歌手陣もそろっていた。ロベルト役の寺田功治と医師役のアンドレイ・ブレウスがとりわけ良かった。イオランタ役はタマーラ・ザヴァリナヤという若いソプラノ。大変な美貌だが、歌のほうはやや不安定。とはいえ、全体的には極めて満足。ロシアの歌手たちも日本人歌手も、聴きごたえがあった。小ホールでのオペラもなかなかいいものだ。

 ピアノは岩崎能子。ピアノも良かったのだが、やはりピアノ伴奏の限界は感じざるを得なかった。オーケストラだったらどんなに良かっただろうとしばしば思った。

それに、どうやら今回の公演でピアニストは音楽を推進していく立場にはないらしく、歌をリードしていないように感じた。このような場合、ピアノが指揮の代わりに音楽を作ってもいいのではないか。そうしないと、肝心なところでピアノと歌がしっくりとかみ合わない。指揮者がしっかりとリードしないと、歌手たちはどうしても声を競い合おうとして、メリハリがなくなってしまう。もう少しセーブするべきところをセーブしていれば、もっと良くなっただろうと思った。

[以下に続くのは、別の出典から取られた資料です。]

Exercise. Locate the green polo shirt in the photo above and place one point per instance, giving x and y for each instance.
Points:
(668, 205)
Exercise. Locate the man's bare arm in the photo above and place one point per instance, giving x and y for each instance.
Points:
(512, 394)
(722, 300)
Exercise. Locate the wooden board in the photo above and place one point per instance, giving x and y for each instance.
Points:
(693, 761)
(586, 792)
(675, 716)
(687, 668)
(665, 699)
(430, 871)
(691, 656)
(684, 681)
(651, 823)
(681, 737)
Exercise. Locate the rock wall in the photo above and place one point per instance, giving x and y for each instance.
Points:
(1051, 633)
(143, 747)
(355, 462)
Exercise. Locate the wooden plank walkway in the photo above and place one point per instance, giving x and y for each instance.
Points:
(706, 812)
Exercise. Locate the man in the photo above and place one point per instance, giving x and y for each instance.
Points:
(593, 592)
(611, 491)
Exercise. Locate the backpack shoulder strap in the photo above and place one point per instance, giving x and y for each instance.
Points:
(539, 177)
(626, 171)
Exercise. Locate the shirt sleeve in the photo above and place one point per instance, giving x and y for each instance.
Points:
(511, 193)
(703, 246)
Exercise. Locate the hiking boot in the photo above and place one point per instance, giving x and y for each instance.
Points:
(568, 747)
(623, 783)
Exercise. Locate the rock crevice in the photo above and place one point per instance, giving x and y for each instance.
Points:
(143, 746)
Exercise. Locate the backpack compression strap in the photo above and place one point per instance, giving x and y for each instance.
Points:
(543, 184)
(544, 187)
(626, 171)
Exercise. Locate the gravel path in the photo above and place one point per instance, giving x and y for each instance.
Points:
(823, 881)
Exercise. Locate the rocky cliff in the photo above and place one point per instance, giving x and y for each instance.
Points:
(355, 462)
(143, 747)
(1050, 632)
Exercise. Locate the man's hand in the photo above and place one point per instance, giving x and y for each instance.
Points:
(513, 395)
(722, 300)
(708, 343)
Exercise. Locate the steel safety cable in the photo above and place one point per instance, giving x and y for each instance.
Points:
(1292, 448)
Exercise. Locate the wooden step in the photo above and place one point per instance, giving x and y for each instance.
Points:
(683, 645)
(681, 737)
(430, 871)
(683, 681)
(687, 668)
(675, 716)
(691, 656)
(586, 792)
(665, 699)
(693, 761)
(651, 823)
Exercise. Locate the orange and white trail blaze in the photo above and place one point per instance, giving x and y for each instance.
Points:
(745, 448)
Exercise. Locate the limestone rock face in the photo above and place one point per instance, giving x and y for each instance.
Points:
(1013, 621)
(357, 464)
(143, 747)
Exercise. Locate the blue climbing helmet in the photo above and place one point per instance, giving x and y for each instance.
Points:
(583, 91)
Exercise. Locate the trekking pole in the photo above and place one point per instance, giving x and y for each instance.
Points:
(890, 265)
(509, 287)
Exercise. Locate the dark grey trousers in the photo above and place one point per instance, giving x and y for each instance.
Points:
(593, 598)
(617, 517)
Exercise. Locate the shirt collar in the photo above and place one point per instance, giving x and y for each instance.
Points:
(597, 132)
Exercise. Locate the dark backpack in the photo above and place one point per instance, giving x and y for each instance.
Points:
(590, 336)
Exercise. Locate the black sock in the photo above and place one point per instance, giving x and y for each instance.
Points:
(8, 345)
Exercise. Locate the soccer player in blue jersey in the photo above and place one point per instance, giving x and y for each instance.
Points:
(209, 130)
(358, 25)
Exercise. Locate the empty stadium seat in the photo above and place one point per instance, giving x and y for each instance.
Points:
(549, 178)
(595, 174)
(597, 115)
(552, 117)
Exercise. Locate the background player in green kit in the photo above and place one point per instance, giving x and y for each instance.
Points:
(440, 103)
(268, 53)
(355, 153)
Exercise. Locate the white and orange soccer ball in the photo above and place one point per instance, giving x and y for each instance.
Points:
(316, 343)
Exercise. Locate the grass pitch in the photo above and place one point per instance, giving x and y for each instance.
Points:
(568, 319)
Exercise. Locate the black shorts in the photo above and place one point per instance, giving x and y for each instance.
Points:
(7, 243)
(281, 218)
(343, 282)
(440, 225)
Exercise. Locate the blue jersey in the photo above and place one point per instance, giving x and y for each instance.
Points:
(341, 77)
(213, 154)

それにしても、なぜこんな魅力的なオペラがあまり上演されないのか、不思議だ。「エフゲニ・オネーギン」にも劣らない美しいメロディだと思った。さっそくCDとDVDをネットで注文した。

 

 しかし、実を言うと、そんなことをしている余裕はない。今年の大学の授業も昨日、終わったのだから、そろそろ本格的に原稿を書かなくっちゃ! 1月中旬までに2冊書かなければならないのに、なかなか捗らない。それもそのはず、自由になる時間はコンサートに使っている。これでは捗るはずはない。そろそろ気合を入れなくてはいけない!! と言いつつ、あすはまた第九を聴きに行く予定。